Der BiK-F-Kooperationspartner, der Nepal Health Research Council (NHRC), ist die autonome Spitzenorganisation für Gesundheitsforschung von Nepal. Er berät die Regierung in Gesundheitsfragen und ist als Nationale Ethikkommission für die Koordinierung der gesundheitsrelevanten Forschung im Land verantwortlich. Außerdem betreibt der NHRC Ressortforschung für das Gesundheitsministerium sowie unabhängige Forschung. Im Rahmen des Besuchs einer hochrangigen Delegation des NHRC in Frankfurt am Main und eines anschließenden Gegenbesuchs von BiK-F-Wissenschaftlern in Nepal wurde beschlossen, die Zusammenarbeit auszuweiten.

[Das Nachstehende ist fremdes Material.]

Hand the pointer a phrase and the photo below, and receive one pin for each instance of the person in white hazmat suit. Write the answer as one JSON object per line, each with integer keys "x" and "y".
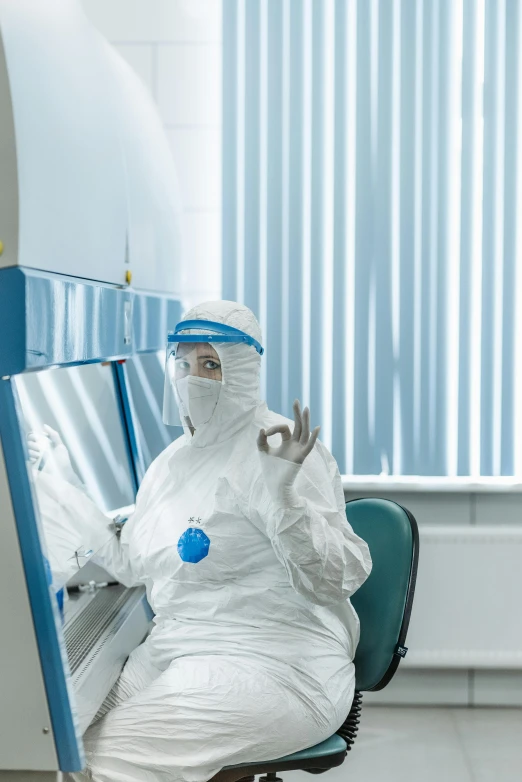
{"x": 241, "y": 538}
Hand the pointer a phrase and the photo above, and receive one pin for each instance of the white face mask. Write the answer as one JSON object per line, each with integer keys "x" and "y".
{"x": 199, "y": 397}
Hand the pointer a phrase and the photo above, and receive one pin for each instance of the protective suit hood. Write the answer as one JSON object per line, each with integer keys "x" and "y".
{"x": 240, "y": 365}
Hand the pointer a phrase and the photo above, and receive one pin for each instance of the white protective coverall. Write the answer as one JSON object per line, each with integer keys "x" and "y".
{"x": 250, "y": 657}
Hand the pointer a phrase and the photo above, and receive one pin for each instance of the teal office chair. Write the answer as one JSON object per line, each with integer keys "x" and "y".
{"x": 384, "y": 605}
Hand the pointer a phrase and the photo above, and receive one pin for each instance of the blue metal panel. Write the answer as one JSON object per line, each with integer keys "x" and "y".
{"x": 127, "y": 424}
{"x": 46, "y": 619}
{"x": 53, "y": 320}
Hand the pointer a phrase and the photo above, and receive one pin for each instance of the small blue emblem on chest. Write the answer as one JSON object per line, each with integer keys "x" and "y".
{"x": 193, "y": 545}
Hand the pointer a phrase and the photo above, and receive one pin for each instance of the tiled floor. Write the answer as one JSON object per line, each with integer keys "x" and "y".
{"x": 432, "y": 745}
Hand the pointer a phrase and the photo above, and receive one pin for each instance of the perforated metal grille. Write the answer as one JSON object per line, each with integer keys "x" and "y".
{"x": 90, "y": 630}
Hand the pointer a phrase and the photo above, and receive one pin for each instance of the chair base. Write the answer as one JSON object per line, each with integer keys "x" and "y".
{"x": 315, "y": 765}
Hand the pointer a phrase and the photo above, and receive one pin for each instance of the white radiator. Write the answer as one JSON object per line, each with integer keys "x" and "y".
{"x": 467, "y": 611}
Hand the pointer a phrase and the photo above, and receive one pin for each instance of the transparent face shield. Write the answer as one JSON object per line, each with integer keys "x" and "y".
{"x": 193, "y": 372}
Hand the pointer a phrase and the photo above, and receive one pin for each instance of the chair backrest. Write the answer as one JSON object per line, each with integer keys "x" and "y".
{"x": 384, "y": 601}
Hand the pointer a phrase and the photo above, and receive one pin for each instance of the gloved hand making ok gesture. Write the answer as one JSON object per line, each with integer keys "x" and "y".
{"x": 281, "y": 464}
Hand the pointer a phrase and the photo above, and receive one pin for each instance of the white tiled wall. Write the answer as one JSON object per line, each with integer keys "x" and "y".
{"x": 175, "y": 47}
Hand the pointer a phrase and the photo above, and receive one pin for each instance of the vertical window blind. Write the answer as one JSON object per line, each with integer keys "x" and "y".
{"x": 372, "y": 219}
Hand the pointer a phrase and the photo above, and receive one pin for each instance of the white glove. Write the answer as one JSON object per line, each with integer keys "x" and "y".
{"x": 281, "y": 465}
{"x": 48, "y": 453}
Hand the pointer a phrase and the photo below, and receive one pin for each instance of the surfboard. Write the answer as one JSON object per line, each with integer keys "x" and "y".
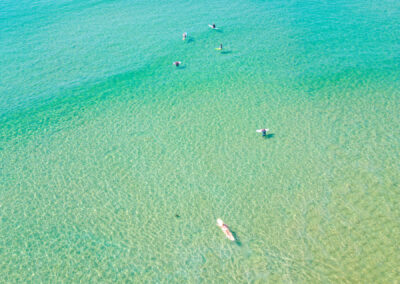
{"x": 225, "y": 230}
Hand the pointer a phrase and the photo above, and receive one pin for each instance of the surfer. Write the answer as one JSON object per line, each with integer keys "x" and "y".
{"x": 263, "y": 131}
{"x": 225, "y": 229}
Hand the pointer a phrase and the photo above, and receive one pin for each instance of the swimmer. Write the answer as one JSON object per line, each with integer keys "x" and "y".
{"x": 263, "y": 131}
{"x": 225, "y": 229}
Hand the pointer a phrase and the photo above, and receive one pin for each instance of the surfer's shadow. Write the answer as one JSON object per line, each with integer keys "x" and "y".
{"x": 237, "y": 240}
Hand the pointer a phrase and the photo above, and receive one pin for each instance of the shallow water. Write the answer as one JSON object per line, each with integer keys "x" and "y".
{"x": 104, "y": 142}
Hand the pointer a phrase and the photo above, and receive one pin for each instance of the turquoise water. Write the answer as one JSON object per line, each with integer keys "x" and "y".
{"x": 103, "y": 141}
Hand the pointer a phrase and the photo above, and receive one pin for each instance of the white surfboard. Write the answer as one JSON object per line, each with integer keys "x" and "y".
{"x": 225, "y": 230}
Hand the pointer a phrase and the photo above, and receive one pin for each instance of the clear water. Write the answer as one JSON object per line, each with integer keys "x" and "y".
{"x": 104, "y": 141}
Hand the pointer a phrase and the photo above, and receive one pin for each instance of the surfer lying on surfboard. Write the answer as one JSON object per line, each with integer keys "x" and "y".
{"x": 263, "y": 131}
{"x": 225, "y": 229}
{"x": 213, "y": 27}
{"x": 177, "y": 63}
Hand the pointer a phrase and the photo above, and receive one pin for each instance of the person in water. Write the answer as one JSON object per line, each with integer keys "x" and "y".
{"x": 264, "y": 132}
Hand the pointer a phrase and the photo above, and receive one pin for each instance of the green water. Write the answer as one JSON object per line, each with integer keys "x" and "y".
{"x": 103, "y": 141}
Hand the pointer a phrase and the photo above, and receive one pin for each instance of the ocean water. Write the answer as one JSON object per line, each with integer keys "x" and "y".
{"x": 115, "y": 164}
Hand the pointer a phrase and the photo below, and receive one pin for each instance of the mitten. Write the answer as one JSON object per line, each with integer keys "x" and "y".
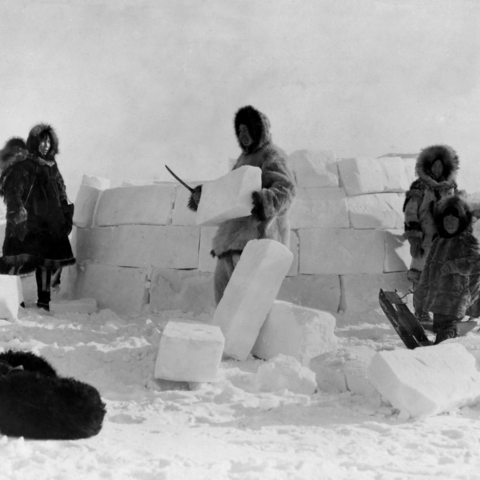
{"x": 258, "y": 212}
{"x": 195, "y": 198}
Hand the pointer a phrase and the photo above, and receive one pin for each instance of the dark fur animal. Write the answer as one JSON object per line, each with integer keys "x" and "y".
{"x": 36, "y": 403}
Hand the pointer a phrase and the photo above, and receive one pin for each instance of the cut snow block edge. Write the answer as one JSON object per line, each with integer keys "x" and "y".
{"x": 427, "y": 380}
{"x": 229, "y": 196}
{"x": 189, "y": 352}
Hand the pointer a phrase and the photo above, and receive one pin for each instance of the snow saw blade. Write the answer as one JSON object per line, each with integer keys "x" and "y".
{"x": 404, "y": 322}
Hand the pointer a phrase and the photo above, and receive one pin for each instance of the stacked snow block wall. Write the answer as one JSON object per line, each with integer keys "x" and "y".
{"x": 138, "y": 247}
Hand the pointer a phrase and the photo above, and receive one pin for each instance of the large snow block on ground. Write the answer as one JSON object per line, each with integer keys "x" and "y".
{"x": 229, "y": 196}
{"x": 285, "y": 372}
{"x": 369, "y": 175}
{"x": 341, "y": 250}
{"x": 142, "y": 205}
{"x": 300, "y": 332}
{"x": 315, "y": 291}
{"x": 382, "y": 211}
{"x": 426, "y": 381}
{"x": 139, "y": 246}
{"x": 250, "y": 293}
{"x": 185, "y": 290}
{"x": 319, "y": 208}
{"x": 10, "y": 296}
{"x": 123, "y": 290}
{"x": 85, "y": 204}
{"x": 189, "y": 352}
{"x": 397, "y": 251}
{"x": 361, "y": 291}
{"x": 344, "y": 369}
{"x": 313, "y": 169}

So soll in Zukunft auch der Einfluss von Klima- und anderen Umweltveränderungen auf die in Nepal besonders häufigen Schlangenbiss-Vergiftungen und auf Erkrankungen untersucht werden, die von Fledermäusen und Nagetieren übertragen werden. Durch die Kooperation mit dem NHRC baut das Biodiversität und Klima Forschungszentrum seine Zusammenarbeit mit Gesundheitsbehörden in Asien aus; ähnliche Beziehungen bestehen bereits zu Gesundheitsministerien und Ressort-Forschungseinrichtungen in Bangladesch und Myanmar.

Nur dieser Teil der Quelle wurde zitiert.